Le Suivi communautaire (SC): les communautés locales peuvent aider le gouvernement à faire le suivi de l’exécution des projets. Il y a bien sûr un suivi technique fait par les équipes techniques, mais le suivi communautaire est différent parce qu’il s’agit de collecter les avis de la population au début, à mi-parcours et à la fin de la réalisation d’un projet d’utilité commune, comme une fontaine d’eau, une place publique, une maison de jeunes ou une route qui désenclave un douar.

Le suivi communautaire entraîne l’appropriation qui se solderait par la suite par une disposition à maintenir le projet et garantir sa durabilité.

Il est essentiel de choisir des points focaux dans chaque douar, les doter d’un smartphone et leur donner des questions simples à poser à la population sur le projet durant les différentes phases de sa réalisation. Les réponses sont uploadées sur un outil technologique, comme KoboToolBox, et analysées par les équipes du projet. Des décisions sont prises à la lumière du feedback de la population et celle-ci est informée à temps de ces décisions.

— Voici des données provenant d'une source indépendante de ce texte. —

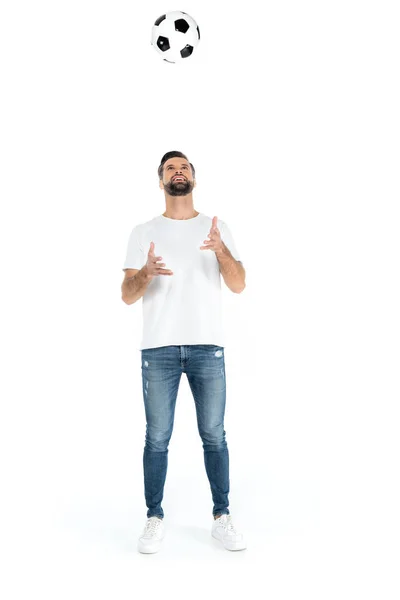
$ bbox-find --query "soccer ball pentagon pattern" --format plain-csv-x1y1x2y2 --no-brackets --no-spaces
151,11,200,63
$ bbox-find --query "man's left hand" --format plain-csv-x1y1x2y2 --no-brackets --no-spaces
200,216,224,254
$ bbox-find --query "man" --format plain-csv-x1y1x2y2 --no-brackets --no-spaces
121,151,246,553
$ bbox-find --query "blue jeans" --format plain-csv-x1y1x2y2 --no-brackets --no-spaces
141,344,230,519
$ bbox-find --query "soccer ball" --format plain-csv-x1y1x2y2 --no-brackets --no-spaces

Les principes de base du SC sont la collecte périodique des données, la simplicité des questions (qui ne doivent pas dépasser deux ou trois), l’analyse, la prise des décisions et le retour vers la population.


L’engagement citoyen (EC) est une approche nécessaire pour faire réussir le programme de reconstruction. Il permet une participation efficace et directe de la population. Mais l’EC ne remplace pas le rôle de la démocratie représentative (les élus); au contraire, il la complète. Il ne marginalise pas la société civile, mais il lui donne un rôle de mobilisateur social.

L’EC permet à la population de s’approprier le process et ses résultats. Il est la clef de la durabilité du programme, c’est-à-dire de son impact positif et à long terme sur la population.